January 14, 2001
by Sheryl Julian
When Michael Douglas and Catherine Zeta-Jones married in November, the bride – according to her wedding planner – wanted the day to be “dramatic but intimate.” Intimate? With 350 guests and a price tag in the millions? Hardly. Dramatic? Yes. The wedding cake was 10 tiers high – towering 6 feet tall – and covered in flowers that resembled the bridal party’s bouquets.
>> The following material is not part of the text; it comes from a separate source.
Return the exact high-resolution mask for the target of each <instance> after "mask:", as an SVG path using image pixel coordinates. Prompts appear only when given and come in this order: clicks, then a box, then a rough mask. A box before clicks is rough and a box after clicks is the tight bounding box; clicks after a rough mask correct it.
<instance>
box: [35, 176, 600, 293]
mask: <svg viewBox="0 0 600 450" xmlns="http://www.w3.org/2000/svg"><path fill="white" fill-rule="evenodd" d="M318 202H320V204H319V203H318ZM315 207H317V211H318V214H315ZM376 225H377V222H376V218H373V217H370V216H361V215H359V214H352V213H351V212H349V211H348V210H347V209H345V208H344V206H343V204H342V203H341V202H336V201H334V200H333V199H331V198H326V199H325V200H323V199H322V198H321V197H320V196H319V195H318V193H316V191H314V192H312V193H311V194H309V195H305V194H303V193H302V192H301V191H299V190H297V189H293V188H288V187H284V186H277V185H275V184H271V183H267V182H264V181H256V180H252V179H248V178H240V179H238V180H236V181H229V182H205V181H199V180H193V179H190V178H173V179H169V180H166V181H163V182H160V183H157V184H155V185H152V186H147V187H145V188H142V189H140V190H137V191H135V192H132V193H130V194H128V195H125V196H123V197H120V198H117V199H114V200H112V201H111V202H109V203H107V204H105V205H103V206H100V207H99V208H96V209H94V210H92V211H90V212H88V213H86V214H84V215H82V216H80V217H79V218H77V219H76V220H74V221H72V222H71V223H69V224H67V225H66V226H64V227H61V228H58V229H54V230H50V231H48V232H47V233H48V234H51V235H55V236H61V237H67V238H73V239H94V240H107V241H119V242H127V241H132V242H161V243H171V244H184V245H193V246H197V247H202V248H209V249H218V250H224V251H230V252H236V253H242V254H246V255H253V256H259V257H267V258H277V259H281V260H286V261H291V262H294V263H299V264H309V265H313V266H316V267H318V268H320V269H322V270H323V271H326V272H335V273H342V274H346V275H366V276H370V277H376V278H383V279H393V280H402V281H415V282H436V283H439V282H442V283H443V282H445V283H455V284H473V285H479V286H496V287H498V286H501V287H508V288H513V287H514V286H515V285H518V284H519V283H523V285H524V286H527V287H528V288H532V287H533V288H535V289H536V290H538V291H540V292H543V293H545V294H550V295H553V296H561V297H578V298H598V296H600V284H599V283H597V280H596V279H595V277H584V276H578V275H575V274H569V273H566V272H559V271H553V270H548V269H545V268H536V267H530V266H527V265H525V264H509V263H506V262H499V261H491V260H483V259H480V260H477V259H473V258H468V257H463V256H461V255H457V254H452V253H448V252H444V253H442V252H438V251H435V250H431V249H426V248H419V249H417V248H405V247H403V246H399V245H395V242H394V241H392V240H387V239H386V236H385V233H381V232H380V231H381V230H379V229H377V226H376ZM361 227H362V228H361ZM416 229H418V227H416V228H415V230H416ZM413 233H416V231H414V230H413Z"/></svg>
Today, says Suzi Parks, who makes bridal gowns and wedding cakes for her Boston company Wedding Angels, a cake isn’t simply a cake. It has to go with something – the theme of the wedding, the architecture of the location, even the trim on the bridal gown. “I often take details from the dress and put them onto the cake,” says Parks. “People don’t go, ‘Oh look! It’s just like her dress.’ But a few people notice the small details.”
It’s all in the details, says Ursula Argyropoulos of Ursula Art of the Cake in Boston. Several times recently, couples have asked Argyropoulos to reproduce their pets on the cake. Using gum paste, which was popular in Europe two centuries ago and can be shaped like Play-Doh, Argyropoulos can fashion a dog, for instance. She works from photographs and from what the couple tell her about their pet. A shy dog, then, might be hiding somewhere on the cake; a troublemaker might be nibbling something he shouldn’t. Argyropoulos often works with very bright colors to match the flowers in a centerpiece or to go with another theme.
Parks works with fondant, the shiny satinlike icing found on classic French petits fours. “I deal with it like I do fabric,” she says. “I drape it a lot.”
Lately, copying a trend that began in Manhattan (where else?), brides have asked Argyropoulos to make individual wedding cakes for the guests. “They’re very, very labor-intensive,” says the baker. The bottom layer is about 2˝ inches in diameter, the top tier about 1˝ inches. “It’s like a petit four in a slightly larger serving,” Argyropoulos says. The cost? “It’s for brides with money to burn. Each one is $25.”